Kuzey ve Doğu Suriye Demokratik Özerk Yönetimi (KDSDÖY) tarafından dün yapılan açıklamada, Kürtlerin taleplerinin reddedilmesini ve ‘ayrılıkçılıkla’ suçlanmasını ‘Suriye'nin otoriterliğe karşı mücadelesi gerçeğinin kasıtlı olarak çarpıtılması’ olduğu belirtilerek, Suriye topraklarının birliği konusunda taviz verilmeyeceği vurgulandı.

Reuters’ın aktardığı açıklamada şu ifadeler yer aldı:

“Bugün ortaya koyduğumuz talepler, yani çoğulcu demokratik sistem, sosyal adalet, cinsiyet eşitliği ve tüm bileşenlerin haklarını güvence altına alan bir anayasa yeni talepler değil, 2011 yılından bu yana Suriyelilerin uğruna sokağa döküldükleri taleplerin özüdür. Suriye halkı, on yıllardır iktidarı ve serveti tekelinde tutan, yerel yönetimleri dışlayan ve ülkeyi arka arkaya krizlere sürükleyen merkezi bir rejim altında acı çekmiştir. Bugün, yeni Suriye'nin inşasında etkin ortaklar olmayı hedefliyoruz.”

Siyasi sürece katılmanın stratejik bir tercih olduğunu vurgularken, Suriye yönetimi ile görüşmelerin başarıya ulaşması için çalışacaklarını belirten KDSDÖY, “Demokratik temeller üzerinde devlet kurumlarına entegre olmaya ve tüm Suriyelilerin beklentilerini yansıtan yeni bir anayasanın hazırlanmasına katılmaya hazır olduğumuzu ifade ediyoruz” ifadelerini kullandı.

Toprak bütünlüğü ilkesi

KDSDÖY, Suriye'deki tüm tarafları ‘ulusal sorumluluklarını yerine getirmeye, nefret ve şiddet söylemlerini terk etmeye ve ülkeyi yıkıcı iç çatışmalara sürüklemeye yönelik tüm girişimlere karşı çıkmaya’ çağırdı.

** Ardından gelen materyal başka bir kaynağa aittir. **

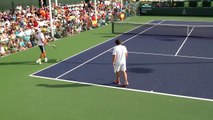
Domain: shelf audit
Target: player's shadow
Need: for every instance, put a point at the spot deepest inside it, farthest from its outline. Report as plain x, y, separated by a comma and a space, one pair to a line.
73, 85
26, 62
139, 70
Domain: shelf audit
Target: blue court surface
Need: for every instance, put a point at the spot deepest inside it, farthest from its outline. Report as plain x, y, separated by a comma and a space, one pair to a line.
172, 65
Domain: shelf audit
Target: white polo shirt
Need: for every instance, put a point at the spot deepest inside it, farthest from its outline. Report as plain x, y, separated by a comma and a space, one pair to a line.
120, 52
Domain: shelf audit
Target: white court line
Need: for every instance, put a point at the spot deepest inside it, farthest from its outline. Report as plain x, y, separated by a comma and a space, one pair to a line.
86, 50
171, 55
104, 52
184, 42
128, 89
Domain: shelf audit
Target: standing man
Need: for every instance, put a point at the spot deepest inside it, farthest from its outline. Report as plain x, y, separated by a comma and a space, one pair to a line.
119, 57
41, 43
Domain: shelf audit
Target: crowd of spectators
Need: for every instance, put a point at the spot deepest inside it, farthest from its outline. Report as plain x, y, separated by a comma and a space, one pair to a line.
17, 27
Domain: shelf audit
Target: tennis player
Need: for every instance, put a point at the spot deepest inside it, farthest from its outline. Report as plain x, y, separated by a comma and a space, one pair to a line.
41, 43
119, 57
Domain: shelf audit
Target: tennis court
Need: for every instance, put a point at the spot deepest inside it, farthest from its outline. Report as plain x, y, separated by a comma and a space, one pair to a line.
168, 57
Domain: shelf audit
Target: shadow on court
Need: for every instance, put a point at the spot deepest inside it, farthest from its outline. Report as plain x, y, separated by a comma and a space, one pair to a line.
63, 85
140, 70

Suriye topraklarının birliğinin tartışılmaz bir ilke olduğunu ve demokratik özyönetim vizyonunun ve ulusal değişim projesinde bizimle birlikte olan tüm siyasi güçlerin sabit bir temeli olduğunu vurgulayan KDSDÖY, bu konuda aşırıya kaçmanın, siyasi çözüm fırsatlarını baltalamak isteyenlere yarar sağlayacağı uyarısında bulundu.

KDSDÖY, Suriye hükümeti ile ABD ve Fransa hükümetlerinin temsilcilerinin de katıldığı son toplantıların, ‘Suriye devriminin başlangıcından beri hep istediğimiz ciddi bir Suriye-Suriye diyalogu sürecini başlatmak için çok önemli bir adım’ olduğunu belirtti.

"Nefret ve ihanet"

KDSDÖY Dış İlişkiler Departmanı Eş Başkanı İlham Ahmed dün yaptığı açıklamada, resmi makamlardan yapılan bazı açıklamalarda ‘nefret ve ihanet’ söylemlerinin arttığını belirterek endişesini dile getirdi.

Kürt yetkili, sosyal medya platformu X üzerinden yaptığı açıklamada, “Diyaloğu zayıflatmayan, güçlendiren yapıcı bir rol oynamasını umuyoruz. Suriye'deki siyasi çözüme yönelik ABD ve Fransa'nın sürekli desteğini ve Suriyeliler arasındaki görüş ayrılıklarını gidermeye katkıda bulunmalarını takdirle karşılıyoruz” ifadelerini kullandı.

Suriye Cumhurbaşkanı Ahmed eş-Şara, geçtiğimiz günlerde SDG lideri Mazlum Abdi ve ABD’nin Suriye Özel Temsilcisi Thomas Barrack ile Şam'da üçlü görüşmelerde bulunarak, geçtiğimiz mart ayında Şara ve Abdi arasında imzalanan ve Suriye'nin kuzeyindeki ve doğusundaki sivil ve askeri kurumların yıl sonuna kadar yeni Suriye yönetimi bünyesine alınmasını öngören anlaşmanın uygulanmasının önündeki engelleri kaldırmaya çalıştı.

Şarku’l Avsat’ın edindiği bilgiye göre anlaşmanın şu ana kadar, Halep'teki tutuklu takası ve Kürtlerin çoğunlukta olduğu Şeyh Maksud ve Eşrefiye mahallelerinin hükümet ve Kürt güçlerinin ortak kontrolü altına alınması dışındaki çoğu maddesi uygulanmadı.